O Promotor de Justiça Wilson Ricardo Coelho Tafner – titular da 6ª Promotoria de Justiça de Direitos Humanos – Área da Pessoa com Deficiência de São Paulo acaba de informar ao Jornalismo da Revista Reação que protocolou a interposição de AGRAVO DE INSTRUMENTO que busca a reconsideração da decisão proferida na última segunda-feira, 18, pela juíza Gilsa Elena Rios, da 15ª Vara da Fazenda Pública.

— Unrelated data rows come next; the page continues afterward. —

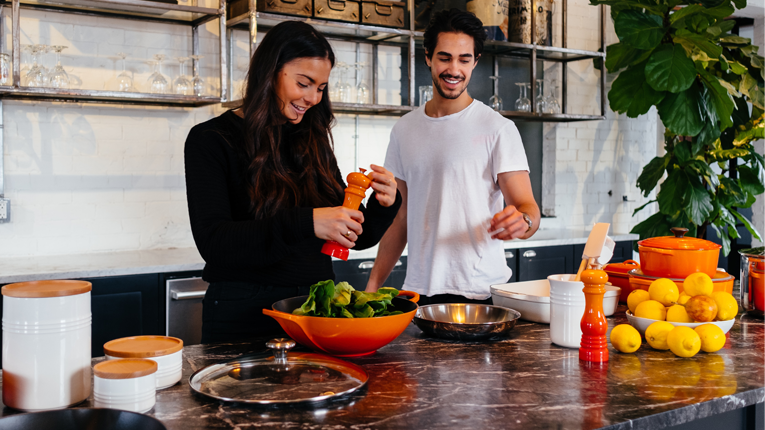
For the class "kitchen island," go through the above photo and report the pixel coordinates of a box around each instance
[2,306,765,430]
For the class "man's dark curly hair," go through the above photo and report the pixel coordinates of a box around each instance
[423,9,486,60]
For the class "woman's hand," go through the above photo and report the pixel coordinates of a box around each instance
[313,206,364,248]
[367,164,396,208]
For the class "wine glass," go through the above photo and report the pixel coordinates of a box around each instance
[26,45,48,87]
[149,54,167,94]
[354,63,370,104]
[48,45,69,89]
[173,57,194,96]
[515,82,531,112]
[190,55,205,97]
[117,52,133,91]
[489,76,502,112]
[536,79,547,114]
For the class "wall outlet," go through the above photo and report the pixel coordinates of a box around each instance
[0,197,11,223]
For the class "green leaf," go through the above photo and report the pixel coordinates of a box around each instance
[645,44,696,93]
[700,70,735,130]
[656,169,690,220]
[732,211,762,242]
[737,165,765,196]
[658,85,705,136]
[637,155,669,197]
[606,43,646,73]
[614,10,665,49]
[608,63,664,118]
[739,73,765,109]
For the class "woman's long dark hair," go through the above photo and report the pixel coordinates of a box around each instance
[241,21,343,219]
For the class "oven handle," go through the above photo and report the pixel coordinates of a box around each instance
[170,290,207,300]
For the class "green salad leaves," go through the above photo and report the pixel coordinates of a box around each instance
[292,279,402,318]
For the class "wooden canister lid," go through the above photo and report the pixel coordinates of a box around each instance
[93,358,159,379]
[104,336,183,358]
[2,280,93,298]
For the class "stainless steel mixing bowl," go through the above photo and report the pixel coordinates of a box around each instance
[414,303,521,340]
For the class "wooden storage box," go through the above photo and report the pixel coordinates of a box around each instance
[313,0,361,23]
[361,0,407,28]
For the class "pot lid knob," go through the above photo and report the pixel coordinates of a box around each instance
[266,338,295,363]
[670,227,688,238]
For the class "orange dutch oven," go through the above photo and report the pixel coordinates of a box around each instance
[263,290,420,357]
[638,227,722,279]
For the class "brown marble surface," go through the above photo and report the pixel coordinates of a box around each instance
[1,306,765,430]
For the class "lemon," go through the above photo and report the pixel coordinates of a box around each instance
[627,289,651,314]
[635,300,667,321]
[712,291,738,321]
[694,324,725,352]
[645,321,675,350]
[683,272,715,297]
[610,324,642,352]
[667,305,693,322]
[667,326,701,357]
[648,278,680,306]
[677,291,691,305]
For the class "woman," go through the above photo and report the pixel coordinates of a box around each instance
[185,21,401,343]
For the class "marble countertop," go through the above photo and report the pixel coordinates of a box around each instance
[0,306,765,430]
[0,230,638,284]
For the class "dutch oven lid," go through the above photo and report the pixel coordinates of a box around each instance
[638,227,722,251]
[189,339,369,405]
[738,246,765,260]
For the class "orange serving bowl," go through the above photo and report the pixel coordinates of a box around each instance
[263,291,420,357]
[630,269,735,294]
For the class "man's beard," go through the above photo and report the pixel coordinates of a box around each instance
[433,73,467,100]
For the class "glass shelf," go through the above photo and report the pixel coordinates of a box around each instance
[7,0,221,25]
[0,86,220,107]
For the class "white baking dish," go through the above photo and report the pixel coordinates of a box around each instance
[491,279,621,324]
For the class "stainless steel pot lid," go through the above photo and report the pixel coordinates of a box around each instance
[189,339,369,405]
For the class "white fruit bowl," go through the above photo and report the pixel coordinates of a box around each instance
[626,311,736,336]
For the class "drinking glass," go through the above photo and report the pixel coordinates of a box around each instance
[0,54,11,85]
[489,76,502,112]
[149,54,167,94]
[48,45,69,89]
[26,45,48,87]
[190,55,205,97]
[354,63,370,104]
[173,57,194,96]
[535,79,547,113]
[515,82,531,112]
[117,52,133,91]
[420,85,433,106]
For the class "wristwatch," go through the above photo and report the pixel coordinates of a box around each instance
[523,214,534,233]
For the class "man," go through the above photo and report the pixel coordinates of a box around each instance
[366,9,540,304]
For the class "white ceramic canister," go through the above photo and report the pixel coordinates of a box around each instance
[104,336,183,390]
[2,280,92,411]
[547,275,585,348]
[93,358,158,414]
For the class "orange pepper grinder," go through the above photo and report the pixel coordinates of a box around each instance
[579,270,608,363]
[321,169,372,261]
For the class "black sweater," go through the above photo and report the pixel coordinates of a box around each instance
[184,111,401,290]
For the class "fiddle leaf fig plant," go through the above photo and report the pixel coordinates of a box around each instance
[590,0,765,255]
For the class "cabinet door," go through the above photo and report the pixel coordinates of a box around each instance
[518,245,581,281]
[505,249,518,282]
[84,274,165,357]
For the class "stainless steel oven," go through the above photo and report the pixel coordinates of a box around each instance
[165,277,209,345]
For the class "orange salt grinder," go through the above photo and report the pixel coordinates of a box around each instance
[579,270,608,363]
[321,169,372,261]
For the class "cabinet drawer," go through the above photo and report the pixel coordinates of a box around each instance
[313,0,361,22]
[361,0,406,28]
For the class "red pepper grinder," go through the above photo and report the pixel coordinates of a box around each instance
[579,270,608,363]
[321,169,372,261]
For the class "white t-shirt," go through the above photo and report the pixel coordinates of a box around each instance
[385,100,529,299]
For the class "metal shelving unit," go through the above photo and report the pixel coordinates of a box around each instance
[223,0,606,122]
[0,0,228,107]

Em síntese, o Promotor de Justiça, dentre outras solicitações, requereu na Ação Civil Pública Cível a concessão da tutela provisória de urgência para que fosse determinada a imediata SUSPENSÃO DO PAGAMENTO DO IPVA EM RELAÇÃO AOS CONTRIBUINTES DEFICIENTES QUE TINHAM A ISENÇÃO DO RECOLHIMENTO NO EXERCÍCIO DE 2.020, até que a Fazenda realize a devida análise/reanálise (está em relação aos requerimentos já apreciados e indeferidos com base nas exigências normativas apontadas como inconstitucionais), caso a caso, dos requerimentos/recadastramentos efetivados pelos contribuintes com deficiência grave ou severa, avaliados nos termos do art. 2º da LBI, sem as exigências previstas nos dispositivos legais e normativos supracitados, diante da patente inconstitucionalidade.

A magistrada havia concedido o prazo de 72 horas para a manifestação da Secretaria Estadual da Fazenda e na manhã desta segunda-feira, 18, publicou sua decisão sobre o pedido da liminar – “Diante deste contexto, INDEFIRO A TUTELA DE URGÊNCIA”.

A partir do AGRAVO DE INSTRUMENTO uma nova decisão pode ser concedida, no caso do pedido de TUTELA DE URGÊNCIA.

Enquanto isso, o processo continua tramitando, para o julgamento em 1ª Instância do mérito da ação.